Così come il project management, il trekking è un’esperienza di vita: con le sue difficoltà, i suoi obiettivi, e le sue soddisfazioni.
Potrà sembrarvi strano, ma il lavoro di un project manager segue molte delle logiche che possiamo riscontrare prima, durante e dopo un’escursione in montagna.
Se non ci credete è perché, forse, non avete mai indossato un paio di scarponi.
L’escursionista esperto lo sa bene: prima di affrontare un sentiero che sale in vetta è bene controllare il percorso. Livello di difficoltà, tempo di percorrenza stimato ed eventuali passaggi critici (ferrate, tratti alpinistici…). Ma anche risorse a disposizione lungo la via (fonti, rifugi). Parlando di project management, vi ricorda nulla?
Un buon trekker non si lascia mai trovare alla sprovvista. Sa bene, infatti, che la montagna deve essere amata con rispetto (e anche un po’ temuta). L’escursione deve essere organizzata nel dettaglio. Acqua, cibo, protezione contro pioggia e vento: tutto deve essere calibrato perfettamente con l’impegno richiesto dal percorso, in modo da evitare di portare sulle spalle un carico inutile, sprecando due delle risorse più preziose: il tempo e la forza delle gambe. Un errore di valutazione dell’escursionista in questa fase potrebbe esporlo a diversi rischi: rimanere in vetta dopo il calare del sole (senza attrezzatura necessaria), disidratazione, esaurimento.
Per i percorsi più complessi non si deve escludere neanche la pianificazione delle tappe. Perché, mentre si è sul sentiero, non si sa se dietro la prossima svolta c’è un tratto pianeggiante o un tratto in salita. Meglio equilibrare le fasi dell’ascensione per ottenere il miglior risultato con il minimo sforzo e nel tempo prefissato.
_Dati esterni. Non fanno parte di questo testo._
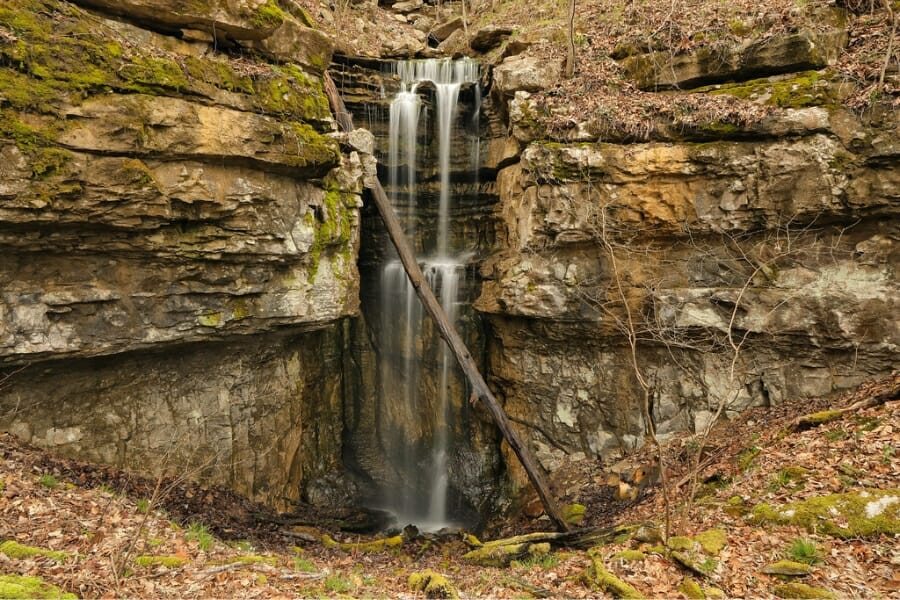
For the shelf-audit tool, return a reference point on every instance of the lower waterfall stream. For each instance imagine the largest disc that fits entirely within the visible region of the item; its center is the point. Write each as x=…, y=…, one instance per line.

Anche per il project management la fase della pianificazione è un momento delicato, che può mettere in pericolo il buon esito del progetto. La valutazione delle risorse a disposizione e la definizione di tappe intermedie sono strategie fondamentali.
Un escursionista esperto si riconosce da un principiante anche quando si è sul sentiero. Non affronta la montagna a testa bassa, ma senz’altro con la testa. Verificare il raggiungimento delle tappe nei tempi previsti, misurare il consumo delle risorse (l’acqua nella borraccia, gli snack energizzanti…), riposare quel poco che basta per riprendere fiato mantenendo i muscoli in attività: sono tutti trucchi che il trekker navigato ha imparato a caro prezzo sulla propria pelle o da una guida più esperta. Lo stesso vale per il project manager: anche lui dovrà verificare il raggiungimento degli obiettivi intermedi di progetto e il consumo di risorse, mantenendo sempre alto il morale del team e il focus sui deliverable.
C’è un’ultima cosa che il trekking può insegnarci sul project management. Ma la si può scoprire solo raggiungendo la vetta: è la soddisfazione di essere arrivati e di godere del panorama. Un punto di vista privilegiato su tutto l’itinerario appena concluso. Quando l’effetto delle endorfine si sarà attenuato, potremo ragionare sul sentiero percorso e sui margini di miglioramento della nostra performance. Solo per affrontare meglio la prossima vetta. Esattamente quello che fa un buon project manager quando raggiunge i suoi obiettivi di progetto.